To evaluate water-transporting function in the main stems, xylem sap-conduction test by injection of acid fuchsin solution was performed 28 days after inoculation. The sap flow decreased around the inoculation sites in all of the treatments including the control, but water was supplied in the upper part of the saplings in T1, T2 and the control. In contrast, the saplings in T3 and T4 died owing to dehydration of the upper part of the saplings. Xylem discoloration turning brown (necrosed tissue) was also observed near the inoculation site in all of the treatments including the control. In T1, T2 and control, the maximum discoloration rate (discolored area/cross-section area) of each sapling was from 1.2% to 40.7%, and longitudinal range of the discoloration extended 10 cm above and 10 cm below the inoculation site. The highest rate in T3 and T4 equally have reached 99% around the inoculation site, but the range in T4 (40 cm) was much longer than that in T3 (30 cm), in terms of the upward distance from the inoculation site. These facts suggest that Fusarium sp. may be a potential causal agent of xylem dysfunction in fig tree, although it did not seem to directly kill the tree.

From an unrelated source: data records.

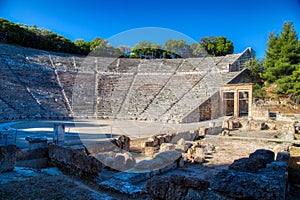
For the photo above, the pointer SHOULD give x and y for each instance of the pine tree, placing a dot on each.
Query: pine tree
(283, 59)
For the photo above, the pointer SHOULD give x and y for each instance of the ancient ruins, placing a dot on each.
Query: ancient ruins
(117, 128)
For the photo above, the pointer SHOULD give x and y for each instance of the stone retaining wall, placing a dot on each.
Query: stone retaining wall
(74, 161)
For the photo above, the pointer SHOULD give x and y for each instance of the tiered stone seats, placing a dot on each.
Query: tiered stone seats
(128, 65)
(143, 91)
(176, 87)
(148, 66)
(67, 80)
(43, 85)
(206, 87)
(6, 111)
(169, 65)
(112, 92)
(84, 96)
(16, 97)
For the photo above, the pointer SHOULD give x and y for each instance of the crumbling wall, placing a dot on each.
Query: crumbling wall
(73, 160)
(34, 158)
(7, 158)
(268, 181)
(259, 113)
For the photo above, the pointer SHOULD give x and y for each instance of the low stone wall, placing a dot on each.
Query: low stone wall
(34, 158)
(7, 158)
(267, 181)
(74, 161)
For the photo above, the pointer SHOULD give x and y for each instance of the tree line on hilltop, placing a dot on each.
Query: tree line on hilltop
(280, 69)
(39, 38)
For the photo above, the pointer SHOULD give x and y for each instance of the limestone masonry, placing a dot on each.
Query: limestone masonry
(47, 85)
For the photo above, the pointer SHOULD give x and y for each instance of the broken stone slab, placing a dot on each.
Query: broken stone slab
(36, 142)
(263, 155)
(167, 159)
(59, 134)
(150, 151)
(257, 160)
(174, 187)
(167, 147)
(8, 158)
(74, 160)
(123, 142)
(102, 147)
(36, 139)
(283, 157)
(123, 187)
(123, 161)
(181, 142)
(243, 185)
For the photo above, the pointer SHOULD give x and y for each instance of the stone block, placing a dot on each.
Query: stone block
(74, 160)
(257, 160)
(283, 157)
(123, 161)
(7, 158)
(150, 151)
(37, 142)
(243, 185)
(166, 147)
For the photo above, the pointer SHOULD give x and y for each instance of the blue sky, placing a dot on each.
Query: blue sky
(246, 23)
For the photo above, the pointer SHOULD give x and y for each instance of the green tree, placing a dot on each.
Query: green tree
(147, 50)
(217, 46)
(179, 47)
(197, 50)
(282, 55)
(256, 69)
(83, 46)
(282, 60)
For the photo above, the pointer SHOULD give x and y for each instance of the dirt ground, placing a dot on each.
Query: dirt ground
(38, 184)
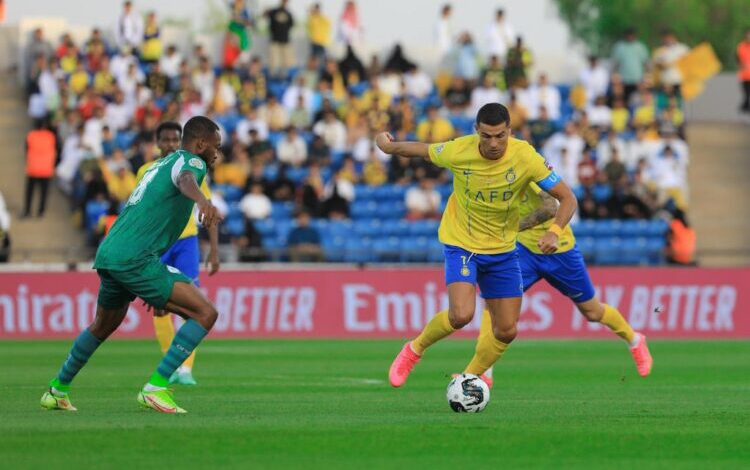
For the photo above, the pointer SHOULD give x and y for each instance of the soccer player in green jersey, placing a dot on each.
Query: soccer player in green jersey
(129, 266)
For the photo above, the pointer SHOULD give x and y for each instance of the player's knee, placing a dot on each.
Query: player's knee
(460, 317)
(106, 322)
(505, 333)
(207, 316)
(592, 313)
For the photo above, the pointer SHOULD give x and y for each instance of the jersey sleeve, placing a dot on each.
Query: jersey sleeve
(189, 163)
(441, 153)
(205, 189)
(541, 173)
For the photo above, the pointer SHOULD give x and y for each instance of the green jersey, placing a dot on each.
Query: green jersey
(154, 216)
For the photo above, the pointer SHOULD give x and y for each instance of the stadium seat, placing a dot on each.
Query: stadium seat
(368, 228)
(282, 210)
(608, 251)
(266, 228)
(232, 193)
(235, 227)
(585, 228)
(387, 249)
(415, 249)
(358, 250)
(334, 248)
(607, 228)
(424, 228)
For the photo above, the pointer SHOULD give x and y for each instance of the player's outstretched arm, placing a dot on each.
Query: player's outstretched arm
(568, 207)
(545, 212)
(385, 142)
(209, 215)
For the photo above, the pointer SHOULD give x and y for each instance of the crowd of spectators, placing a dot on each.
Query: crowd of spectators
(301, 132)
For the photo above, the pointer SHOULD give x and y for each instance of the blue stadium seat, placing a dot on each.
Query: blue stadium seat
(395, 228)
(634, 251)
(359, 89)
(370, 228)
(435, 251)
(341, 228)
(424, 228)
(266, 228)
(235, 227)
(585, 228)
(655, 248)
(364, 192)
(232, 193)
(358, 250)
(415, 249)
(607, 228)
(282, 210)
(634, 228)
(387, 249)
(608, 251)
(602, 193)
(657, 228)
(364, 209)
(94, 211)
(334, 248)
(587, 247)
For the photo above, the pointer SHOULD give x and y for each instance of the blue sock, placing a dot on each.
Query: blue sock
(83, 347)
(187, 338)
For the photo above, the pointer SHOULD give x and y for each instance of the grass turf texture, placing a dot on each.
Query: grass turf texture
(327, 404)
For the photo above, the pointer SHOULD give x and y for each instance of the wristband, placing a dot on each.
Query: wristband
(554, 228)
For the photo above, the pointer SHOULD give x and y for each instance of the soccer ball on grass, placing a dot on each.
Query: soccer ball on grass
(467, 393)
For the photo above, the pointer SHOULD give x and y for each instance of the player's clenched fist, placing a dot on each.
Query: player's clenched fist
(209, 215)
(384, 142)
(548, 243)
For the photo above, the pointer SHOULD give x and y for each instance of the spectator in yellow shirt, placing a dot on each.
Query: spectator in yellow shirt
(79, 80)
(435, 128)
(620, 116)
(645, 114)
(375, 173)
(319, 31)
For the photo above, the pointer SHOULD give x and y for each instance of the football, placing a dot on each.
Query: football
(468, 393)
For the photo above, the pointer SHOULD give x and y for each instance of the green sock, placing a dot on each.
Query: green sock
(59, 386)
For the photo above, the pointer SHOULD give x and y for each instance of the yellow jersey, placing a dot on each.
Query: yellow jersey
(482, 214)
(191, 229)
(531, 201)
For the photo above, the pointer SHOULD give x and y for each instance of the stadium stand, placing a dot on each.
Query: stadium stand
(305, 135)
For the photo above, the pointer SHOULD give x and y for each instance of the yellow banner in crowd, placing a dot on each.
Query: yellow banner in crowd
(698, 66)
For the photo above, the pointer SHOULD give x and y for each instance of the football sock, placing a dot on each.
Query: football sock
(489, 349)
(184, 343)
(438, 328)
(614, 320)
(83, 347)
(164, 328)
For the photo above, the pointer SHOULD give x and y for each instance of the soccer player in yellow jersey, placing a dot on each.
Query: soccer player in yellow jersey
(183, 255)
(566, 271)
(491, 171)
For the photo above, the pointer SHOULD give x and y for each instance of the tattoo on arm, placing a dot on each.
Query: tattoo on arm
(541, 215)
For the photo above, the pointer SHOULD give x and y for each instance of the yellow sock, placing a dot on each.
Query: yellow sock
(614, 320)
(438, 328)
(190, 360)
(164, 329)
(489, 350)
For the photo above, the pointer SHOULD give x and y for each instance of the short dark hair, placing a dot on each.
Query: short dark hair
(168, 126)
(493, 114)
(198, 127)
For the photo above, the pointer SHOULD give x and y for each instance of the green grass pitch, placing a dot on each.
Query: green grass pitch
(326, 404)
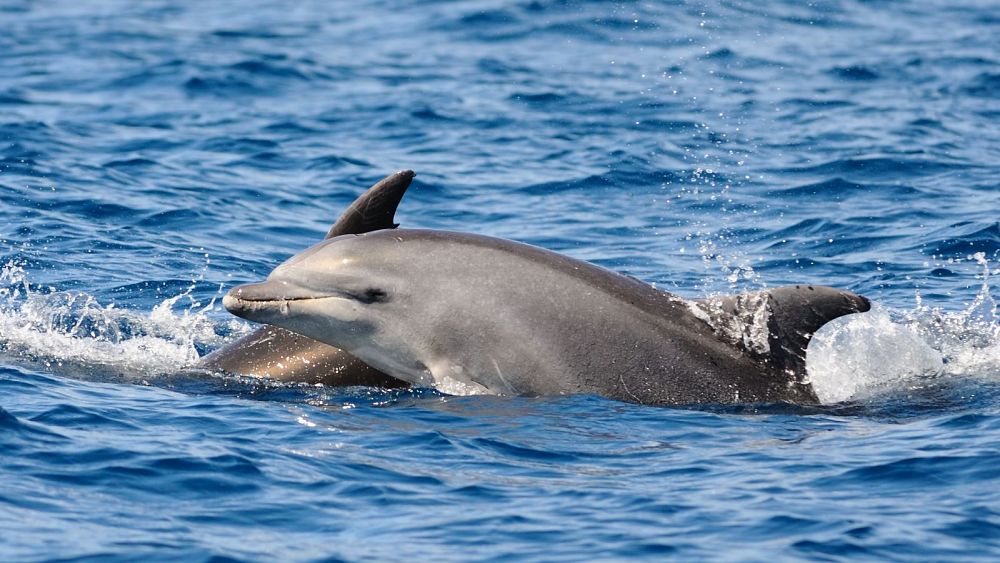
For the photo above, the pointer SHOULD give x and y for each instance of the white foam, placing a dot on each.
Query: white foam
(860, 354)
(55, 328)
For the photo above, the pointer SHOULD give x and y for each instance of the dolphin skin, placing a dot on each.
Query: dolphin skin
(474, 314)
(277, 353)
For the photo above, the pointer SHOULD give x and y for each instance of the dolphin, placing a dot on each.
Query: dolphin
(277, 353)
(467, 314)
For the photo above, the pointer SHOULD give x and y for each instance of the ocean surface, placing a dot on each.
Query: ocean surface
(154, 154)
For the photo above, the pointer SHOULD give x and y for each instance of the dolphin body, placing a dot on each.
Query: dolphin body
(277, 353)
(473, 314)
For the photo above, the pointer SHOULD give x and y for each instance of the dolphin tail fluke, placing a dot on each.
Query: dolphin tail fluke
(374, 210)
(775, 325)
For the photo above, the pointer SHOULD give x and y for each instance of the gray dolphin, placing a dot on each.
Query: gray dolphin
(277, 353)
(473, 314)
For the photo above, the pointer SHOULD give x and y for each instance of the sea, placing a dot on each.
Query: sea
(154, 154)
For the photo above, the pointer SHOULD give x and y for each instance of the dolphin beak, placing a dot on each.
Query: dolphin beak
(255, 301)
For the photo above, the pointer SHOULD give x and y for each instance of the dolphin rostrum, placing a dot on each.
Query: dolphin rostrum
(472, 314)
(277, 353)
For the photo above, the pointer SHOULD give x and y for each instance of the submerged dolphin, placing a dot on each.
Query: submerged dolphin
(469, 313)
(277, 353)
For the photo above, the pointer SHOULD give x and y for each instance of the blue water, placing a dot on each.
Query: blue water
(153, 154)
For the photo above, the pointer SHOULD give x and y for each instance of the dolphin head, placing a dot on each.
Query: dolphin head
(343, 291)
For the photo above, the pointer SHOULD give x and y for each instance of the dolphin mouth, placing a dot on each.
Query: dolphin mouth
(251, 299)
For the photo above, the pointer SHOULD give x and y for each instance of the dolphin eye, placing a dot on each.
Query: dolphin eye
(374, 295)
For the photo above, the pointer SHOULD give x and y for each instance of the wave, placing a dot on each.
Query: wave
(866, 356)
(73, 332)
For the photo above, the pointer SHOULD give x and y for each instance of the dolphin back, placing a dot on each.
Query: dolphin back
(775, 326)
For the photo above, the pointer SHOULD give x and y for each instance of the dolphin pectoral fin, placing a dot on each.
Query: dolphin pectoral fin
(791, 315)
(374, 209)
(797, 312)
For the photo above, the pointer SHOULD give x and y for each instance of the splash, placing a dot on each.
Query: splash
(64, 329)
(858, 356)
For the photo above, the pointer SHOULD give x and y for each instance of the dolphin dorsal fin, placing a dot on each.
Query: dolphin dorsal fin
(374, 210)
(775, 326)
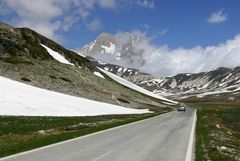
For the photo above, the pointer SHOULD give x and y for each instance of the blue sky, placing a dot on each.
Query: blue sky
(181, 36)
(172, 23)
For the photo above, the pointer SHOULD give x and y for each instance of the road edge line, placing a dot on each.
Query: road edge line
(191, 139)
(80, 137)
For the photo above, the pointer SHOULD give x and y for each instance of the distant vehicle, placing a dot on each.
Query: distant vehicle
(182, 108)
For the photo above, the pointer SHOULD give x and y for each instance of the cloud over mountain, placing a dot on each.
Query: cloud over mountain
(134, 49)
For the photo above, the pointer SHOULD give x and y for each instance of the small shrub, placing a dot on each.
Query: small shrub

4. Earwigs (Dermaptera) such as Forficula auricularia L. are important euryphagous predators for a wide variety of prey, and can markedly deplete the populations of orchard pests. Most previous studies on its feeding behavior have used eggs, larvae, and soft-bodied adults of the prey species, and hardly have focused on prey preference. Some fragments of beetle exoskeleton and an earwig adult, Anisolabella marginalis (Dohrn), were found in the same cage, where adults of ambrosia beetle, E. interjectus, were emerging from the logs of a fig tree infected with C. ficicola. Thus, A. marginalis was suspected of being a predator of E. interjectus. To shed light on this issue, in the laboratory, I set up a test arena, and observed and recorded behavioral interactions between A. marginalis and E. interjectus, which were collected from the logs of fig tree and reared on an artificial diet, along with other 6 different ambrosia beetle species, which were collected from a trap (baited with ethanol) and a fallen maple tree. A series of laboratory experiments demonstrated that A. marginalis is actually a predator of E. interjectus and other species of ambrosia beetle, indicating its high potential for use in effective pest control in the field. The predators strongly select their prey depending on prey size, rather than sex and beetle species. Furthermore, earwig has alternative predatory strategies for dealing with such prey of 7 different species, although it uses its forceps to cut the body of most tested beetles.